After three series across nine years, the last 70-minute episode of Happy Valley aired on Sunday, drawing in an average audience of 7.5 million viewers, according to the BBC’s overnight figures.

Reviewers from The Times, The Telegraph, the Daily Mail, the i and The Guardian all focused on the final showdown between Catherine and her nemesis, the murderer, sex offender and escaped convict Tommy Lee Royce, played by James Norton, as they gave it their highest rating.

The Times called their meeting at the kitchen table “exquisitely bleak” and “surely, Bafta-winning”.

But who is its creator Sally Wainwright?

Sally, 59, lives in a Cotswold village, near Oxford, although she has said she prefers Yorkshire and visits as often as she can.

Oxford Mail:

She's married to Ralph 'Austin' Sherlaw Johnson, an antiquarian sheet music dealer and son of the composer Robert Sherlaw Johnson.

The couple have two sons and own two Maine Coon cats.

Early in her career, Ms Wainwright worked as a playwright, and as a scriptwriter on the long-running radio serial drama The Archers.

In the 1990s, Wainwright began her television career, and, in 2000, created her first original drama series At Home with the Braithwaites about a woman who had secretly won the lottery. 

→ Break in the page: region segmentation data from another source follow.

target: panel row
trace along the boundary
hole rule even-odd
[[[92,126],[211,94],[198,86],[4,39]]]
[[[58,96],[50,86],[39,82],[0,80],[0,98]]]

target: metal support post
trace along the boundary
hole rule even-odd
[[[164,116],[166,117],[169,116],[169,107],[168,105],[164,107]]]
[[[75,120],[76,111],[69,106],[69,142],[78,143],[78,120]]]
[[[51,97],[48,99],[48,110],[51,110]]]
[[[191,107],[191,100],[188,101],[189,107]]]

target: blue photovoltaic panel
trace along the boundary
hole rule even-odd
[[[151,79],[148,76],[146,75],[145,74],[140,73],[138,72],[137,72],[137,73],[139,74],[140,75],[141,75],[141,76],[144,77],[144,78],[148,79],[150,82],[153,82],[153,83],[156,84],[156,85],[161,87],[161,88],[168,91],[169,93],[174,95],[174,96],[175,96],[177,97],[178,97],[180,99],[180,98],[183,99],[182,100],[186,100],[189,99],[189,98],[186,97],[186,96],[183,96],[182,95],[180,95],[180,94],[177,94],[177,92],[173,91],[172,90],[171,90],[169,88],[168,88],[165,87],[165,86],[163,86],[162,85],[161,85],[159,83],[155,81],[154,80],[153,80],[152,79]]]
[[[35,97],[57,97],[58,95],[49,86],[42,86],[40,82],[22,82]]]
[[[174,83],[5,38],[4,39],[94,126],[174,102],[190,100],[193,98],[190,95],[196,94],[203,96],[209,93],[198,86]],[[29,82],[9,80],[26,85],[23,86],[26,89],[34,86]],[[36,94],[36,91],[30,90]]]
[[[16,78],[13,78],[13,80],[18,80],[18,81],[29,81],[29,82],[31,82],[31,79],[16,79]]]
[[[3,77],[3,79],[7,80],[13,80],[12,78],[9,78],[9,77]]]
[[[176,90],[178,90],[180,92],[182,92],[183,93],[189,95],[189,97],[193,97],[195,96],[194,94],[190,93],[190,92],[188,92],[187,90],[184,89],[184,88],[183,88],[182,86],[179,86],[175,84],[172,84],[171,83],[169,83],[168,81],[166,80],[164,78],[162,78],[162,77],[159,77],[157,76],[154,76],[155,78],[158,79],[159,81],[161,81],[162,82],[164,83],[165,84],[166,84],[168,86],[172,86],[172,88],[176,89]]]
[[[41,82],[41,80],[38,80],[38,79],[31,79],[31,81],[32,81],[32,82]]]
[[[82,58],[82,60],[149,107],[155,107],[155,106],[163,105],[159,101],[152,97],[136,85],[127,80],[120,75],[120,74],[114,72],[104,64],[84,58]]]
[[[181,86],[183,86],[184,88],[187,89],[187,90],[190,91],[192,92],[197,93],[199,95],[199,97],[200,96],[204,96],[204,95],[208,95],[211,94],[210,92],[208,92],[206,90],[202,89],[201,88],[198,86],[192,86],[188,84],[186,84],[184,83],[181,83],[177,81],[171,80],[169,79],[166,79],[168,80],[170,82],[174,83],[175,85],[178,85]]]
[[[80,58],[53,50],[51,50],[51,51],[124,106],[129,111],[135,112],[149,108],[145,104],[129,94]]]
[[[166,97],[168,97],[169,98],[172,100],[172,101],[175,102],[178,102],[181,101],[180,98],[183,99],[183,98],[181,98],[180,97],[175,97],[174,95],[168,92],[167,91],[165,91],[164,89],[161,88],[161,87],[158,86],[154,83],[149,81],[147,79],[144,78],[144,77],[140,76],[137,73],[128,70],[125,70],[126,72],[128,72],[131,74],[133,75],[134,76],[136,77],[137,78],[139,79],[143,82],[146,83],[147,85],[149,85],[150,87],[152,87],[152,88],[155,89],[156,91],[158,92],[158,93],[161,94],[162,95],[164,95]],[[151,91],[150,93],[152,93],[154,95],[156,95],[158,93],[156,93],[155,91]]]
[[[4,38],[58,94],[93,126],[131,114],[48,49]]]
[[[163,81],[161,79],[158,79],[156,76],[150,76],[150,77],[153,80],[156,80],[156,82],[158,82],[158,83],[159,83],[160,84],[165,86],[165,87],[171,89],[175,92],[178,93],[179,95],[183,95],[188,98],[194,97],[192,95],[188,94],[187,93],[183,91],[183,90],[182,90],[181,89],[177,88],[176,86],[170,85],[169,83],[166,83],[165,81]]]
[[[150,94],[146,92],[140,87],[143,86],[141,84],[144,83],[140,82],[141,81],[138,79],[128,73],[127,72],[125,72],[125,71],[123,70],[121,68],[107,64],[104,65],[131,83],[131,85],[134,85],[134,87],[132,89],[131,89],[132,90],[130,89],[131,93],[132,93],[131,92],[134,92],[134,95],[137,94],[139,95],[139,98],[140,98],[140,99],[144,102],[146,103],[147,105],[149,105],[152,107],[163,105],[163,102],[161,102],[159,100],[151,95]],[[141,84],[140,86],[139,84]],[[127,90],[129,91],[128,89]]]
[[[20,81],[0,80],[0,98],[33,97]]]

READ MORE: Happy Valley compared to real life as Oxford court reporter

Wainwright is known for her creation of the ITV drama series Scott and Bailey, a series about two female police officers, and Last Tango in Halifax.

Wainwright based the plot of her series Last Tango in Halifax on the story of her mother, who was widowed in 2001. Her mother, Dorothy, moved to Oxfordshire to live with her daughter and rediscovered a lost love via Friends Reunited.

She is also the creator of the 2019 HBO and BBC1 television series Gentleman Jack. 

It is a drama about the 19th-century Yorkshire landowner, diarist, and open lesbian, Anne Lister, played by Suranne Jones, and Lister's courtship of Ann Walker, played by Sophie Rundle.

 

 

Sally was born in 1963 in Huddersfield, West Yorkshire, and brought up in Sowerby Bridge where she attended Triangle Church of England Primary School and Sowerby Bridge High School. 

She read English at York University and has said that she had always wanted to write.

From the time she was nine years old, she wanted to write for Coronation Street. 

While at university Wainwright took an original play called Hanging On to the Edinburgh Festival and found an agent for her writing in the process.

Meanwhile, she worked as a bus driver and in 2006 called on the experience for drama series Jane Hall, which depicts the life of a female bus driver in London.

When she was 24, she left the driving job after she started writing for The Archers and Coronation Street followed.

Ms Wainwright says that her strong yet flawed female characters are "almost real" to her and arrive "fully formed" in her imagination.

Oxford Mail:

She likes to control the television that is created and has done some directing and producing of her own work partly to ensure the scenery and dialogue reflects Yorkshire. 

Wainwright had Sarah Lancashire in mind when she wrote Happy Valley.

Wainwright wrote and directed a two-hour drama special for BBC One entitled To Walk Invisible: The Bronte Sisters, which aired on BBC One in 2016 and in the US in 2017.

Its subject is the Brontë family, particularly the relationship the three sisters, Anne, Emily and Charlotte, had with their brother, Branwell.

While working on the drama, Wainwright said "I am thrilled beyond measure that I've been asked by the BBC to bring to life these three fascinating, talented, ingenious Yorkshire women."